Je souhaite répondre à certains des arguments qui ont été avancés.
La position de la commission spéciale, qui propose une expérimentation, doit nous conduire à nous interroger. Si une telle technique était reconnue dans le monde comme utile, voire nécessaire, il n’y aurait pas besoin d’expérimentation. Le choix de la commission spéciale d’employer le terme « expérimental » prouve bien qu’il y a débat.
Le Gouvernement a répondu en proposant de financer un protocole de recherche qui permettra d’évaluer l’intérêt de cette technique par rapport à la technique actuelle, où l’on regarde simplement l’aspect des embryons et la morphologie. Selon l’étude américaine que j’évoquais, le DPI-A ne semble pas plus efficace que l’examen morphologique. Mais l’étude française permettra d’évaluer avec nos outils et nos chercheurs si cette technique a un intérêt réel pour améliorer l’efficience de l’AMP. Selon la Société américaine de médecine de la reproduction, ce n’est pas prouvé scientifiquement aujourd’hui. C’est donc bien un débat entre scientifiques.
L’expérimentation dont parle la commission spéciale implique de fait une ouverture ; il sera ensuite très difficile d’encadrer la pratique. Le Gouvernement fait le choix de financer un protocole selon la loi du 20 décembre 1988 relative à la protection des personnes qui se prêtent à des recherches biomédicales, dite loi Huriet, avec les critères d’encadrement que vous connaissez. Ce protocole pourra démarrer cette année.
Malgré tout le respect que j’ai pour M. le président de la commission spéciale, je ne crois pas que l’on puisse mettre sur le même plan une interruption médicale de grossesse et le fait de trier des embryons avant la réimplantation. Je ne vois pas comment des médecins informés de la présence d’une anomalie chromosomique viable, comme la trisomie 21 – mais il y en a d’autres –, pourraient implanter un embryon dans ces conditions.

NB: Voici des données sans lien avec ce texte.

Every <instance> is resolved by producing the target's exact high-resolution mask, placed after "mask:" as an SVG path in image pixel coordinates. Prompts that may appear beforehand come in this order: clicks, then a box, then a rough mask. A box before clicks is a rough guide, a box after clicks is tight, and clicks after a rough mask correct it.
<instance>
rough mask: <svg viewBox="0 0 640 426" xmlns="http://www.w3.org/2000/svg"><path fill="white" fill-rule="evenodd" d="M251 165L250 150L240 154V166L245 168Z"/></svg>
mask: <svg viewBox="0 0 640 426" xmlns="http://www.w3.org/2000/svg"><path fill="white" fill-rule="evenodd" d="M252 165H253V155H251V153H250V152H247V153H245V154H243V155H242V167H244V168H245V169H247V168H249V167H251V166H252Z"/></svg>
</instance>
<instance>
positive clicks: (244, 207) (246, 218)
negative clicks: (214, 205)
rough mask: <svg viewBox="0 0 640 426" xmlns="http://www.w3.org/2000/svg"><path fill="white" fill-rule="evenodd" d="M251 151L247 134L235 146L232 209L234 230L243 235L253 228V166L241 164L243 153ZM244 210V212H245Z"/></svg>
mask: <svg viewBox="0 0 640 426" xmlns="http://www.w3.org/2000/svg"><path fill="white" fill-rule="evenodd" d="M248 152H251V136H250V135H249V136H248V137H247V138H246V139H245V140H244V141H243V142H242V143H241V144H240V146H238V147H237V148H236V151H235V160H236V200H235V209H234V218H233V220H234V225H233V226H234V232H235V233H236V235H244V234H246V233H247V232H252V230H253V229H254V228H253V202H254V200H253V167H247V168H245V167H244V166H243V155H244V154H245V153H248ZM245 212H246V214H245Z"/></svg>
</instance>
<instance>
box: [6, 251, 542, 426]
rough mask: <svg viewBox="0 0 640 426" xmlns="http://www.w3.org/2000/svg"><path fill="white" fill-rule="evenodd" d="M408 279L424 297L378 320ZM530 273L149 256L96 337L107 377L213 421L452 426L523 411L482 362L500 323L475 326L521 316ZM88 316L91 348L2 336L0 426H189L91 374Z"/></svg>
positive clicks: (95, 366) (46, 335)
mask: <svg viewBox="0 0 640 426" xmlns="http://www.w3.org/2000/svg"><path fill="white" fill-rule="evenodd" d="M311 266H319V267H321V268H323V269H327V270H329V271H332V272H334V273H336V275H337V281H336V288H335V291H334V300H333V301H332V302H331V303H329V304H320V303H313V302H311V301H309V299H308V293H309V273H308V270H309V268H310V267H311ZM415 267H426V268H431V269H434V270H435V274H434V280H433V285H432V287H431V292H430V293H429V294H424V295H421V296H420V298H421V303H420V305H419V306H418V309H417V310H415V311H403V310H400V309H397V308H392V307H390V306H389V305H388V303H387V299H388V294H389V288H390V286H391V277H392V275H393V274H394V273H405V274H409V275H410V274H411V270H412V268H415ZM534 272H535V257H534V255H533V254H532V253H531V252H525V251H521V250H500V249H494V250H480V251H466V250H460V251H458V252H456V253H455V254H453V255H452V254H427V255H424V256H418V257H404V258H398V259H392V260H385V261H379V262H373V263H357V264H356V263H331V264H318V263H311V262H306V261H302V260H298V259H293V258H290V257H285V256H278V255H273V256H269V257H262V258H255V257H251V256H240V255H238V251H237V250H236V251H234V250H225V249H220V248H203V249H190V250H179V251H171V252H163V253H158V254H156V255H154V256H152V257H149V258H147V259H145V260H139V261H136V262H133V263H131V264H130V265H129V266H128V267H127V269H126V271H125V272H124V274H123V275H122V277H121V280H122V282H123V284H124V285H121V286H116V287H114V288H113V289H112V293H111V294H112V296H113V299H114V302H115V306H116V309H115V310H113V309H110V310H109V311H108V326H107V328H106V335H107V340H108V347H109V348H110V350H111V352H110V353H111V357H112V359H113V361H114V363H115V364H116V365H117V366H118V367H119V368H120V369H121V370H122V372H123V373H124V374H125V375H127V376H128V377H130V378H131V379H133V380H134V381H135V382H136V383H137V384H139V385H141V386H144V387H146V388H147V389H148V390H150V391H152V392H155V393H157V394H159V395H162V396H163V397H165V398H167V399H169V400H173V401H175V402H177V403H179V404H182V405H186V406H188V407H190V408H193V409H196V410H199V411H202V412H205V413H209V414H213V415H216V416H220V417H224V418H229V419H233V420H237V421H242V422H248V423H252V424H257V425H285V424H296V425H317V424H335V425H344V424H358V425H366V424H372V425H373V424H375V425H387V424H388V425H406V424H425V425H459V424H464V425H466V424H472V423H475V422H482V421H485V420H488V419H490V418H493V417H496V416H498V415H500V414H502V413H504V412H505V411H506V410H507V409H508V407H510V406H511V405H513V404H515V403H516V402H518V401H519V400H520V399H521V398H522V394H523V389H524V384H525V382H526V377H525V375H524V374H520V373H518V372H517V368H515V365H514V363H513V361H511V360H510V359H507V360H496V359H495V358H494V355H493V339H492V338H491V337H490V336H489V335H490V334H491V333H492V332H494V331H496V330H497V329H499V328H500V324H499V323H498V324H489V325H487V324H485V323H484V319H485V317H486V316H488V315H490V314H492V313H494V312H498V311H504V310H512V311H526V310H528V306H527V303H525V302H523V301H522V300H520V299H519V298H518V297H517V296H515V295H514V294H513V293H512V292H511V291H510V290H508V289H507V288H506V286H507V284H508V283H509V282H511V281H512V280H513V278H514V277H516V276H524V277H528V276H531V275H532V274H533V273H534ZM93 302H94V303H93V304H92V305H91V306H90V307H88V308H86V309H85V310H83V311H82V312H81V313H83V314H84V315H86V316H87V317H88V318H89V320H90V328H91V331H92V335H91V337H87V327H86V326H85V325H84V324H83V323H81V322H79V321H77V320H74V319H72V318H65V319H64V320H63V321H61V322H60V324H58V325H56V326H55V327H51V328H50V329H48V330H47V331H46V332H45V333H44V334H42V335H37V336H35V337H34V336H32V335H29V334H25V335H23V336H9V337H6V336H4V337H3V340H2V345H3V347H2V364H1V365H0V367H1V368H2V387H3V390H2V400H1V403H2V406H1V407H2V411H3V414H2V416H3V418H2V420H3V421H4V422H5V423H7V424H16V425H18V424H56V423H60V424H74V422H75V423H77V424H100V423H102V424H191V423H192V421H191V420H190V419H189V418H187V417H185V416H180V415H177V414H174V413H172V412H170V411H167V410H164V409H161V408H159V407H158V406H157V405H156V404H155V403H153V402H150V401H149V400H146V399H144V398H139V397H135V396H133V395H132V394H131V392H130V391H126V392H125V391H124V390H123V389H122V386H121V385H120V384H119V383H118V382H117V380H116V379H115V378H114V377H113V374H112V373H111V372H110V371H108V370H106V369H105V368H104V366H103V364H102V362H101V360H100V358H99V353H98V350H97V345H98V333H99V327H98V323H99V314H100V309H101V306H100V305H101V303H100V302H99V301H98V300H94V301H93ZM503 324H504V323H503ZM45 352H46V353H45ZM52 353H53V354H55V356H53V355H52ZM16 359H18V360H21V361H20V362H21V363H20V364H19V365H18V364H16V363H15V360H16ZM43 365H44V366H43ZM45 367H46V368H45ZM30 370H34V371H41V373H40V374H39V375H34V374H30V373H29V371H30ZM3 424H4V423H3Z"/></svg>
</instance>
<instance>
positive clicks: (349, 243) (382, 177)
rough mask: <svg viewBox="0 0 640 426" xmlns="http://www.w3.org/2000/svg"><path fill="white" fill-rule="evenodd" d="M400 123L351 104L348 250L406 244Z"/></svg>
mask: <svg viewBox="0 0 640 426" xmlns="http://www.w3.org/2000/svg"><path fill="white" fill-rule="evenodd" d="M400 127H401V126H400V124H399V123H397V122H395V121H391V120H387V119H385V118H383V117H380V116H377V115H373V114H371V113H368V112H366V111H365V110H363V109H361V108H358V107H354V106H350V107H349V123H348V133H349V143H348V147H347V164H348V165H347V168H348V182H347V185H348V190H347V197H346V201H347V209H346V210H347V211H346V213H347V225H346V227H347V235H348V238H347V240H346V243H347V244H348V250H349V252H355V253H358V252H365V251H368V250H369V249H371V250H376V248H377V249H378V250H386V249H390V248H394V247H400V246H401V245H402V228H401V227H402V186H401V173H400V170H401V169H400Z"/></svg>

Par conséquent, l’article rédigé par la commission spéciale ne me paraît pas satisfaisant. Les médecins auront la totalité de l’information en effectuant le test. Ils ne pourront pas choisir de ne pas voir. C’est le même test qui donne l’information des trisomies ou d’autres anomalies viables. Le dispositif proposé par la commission spéciale empêchera la réimplantation de tout embryon aneuploïde, alors que le dépistage prénatal laisse un choix aux familles. Selon l’Agence de la biomédecine, aujourd’hui, sur 8 000 interruptions médicales de grossesse proposées, 1 500 familles choisissent de garder un enfant avec anomalie viable. Cela prouve bien que les deux cas de figure sont totalement distincts : dans l’un, l’élimination est a priori systématique ; dans l’autre, les familles ont le choix. Je ne peux donc pas admettre un tel argument.
La même technique permet aussi de détecter des anomalies génétiques, au-delà de celles qui sont liées au nombre de chromosomes. Il est ainsi possible d’aller plus loin et d’analyser également le génome. Tout cela nécessiterait donc d’être aujourd’hui déployé à grande échelle pour tenir compte du nombre de FIV par an. Je le rappelle, on dénombre cinq centres de DPI pour 800 embryons triés pour des anomalies chromosomiques intrafamiliales. Si cette technique était appliquée sur 100 000 embryons, elle serait largement déployée en France, avec le risque qu’un certain nombre d’équipes aillent plus loin dans la détection d’anomalies génétiques.
Pour toutes ces raisons, il nous semble pour l’instant nécessaire de continuer la recherche sur la technique.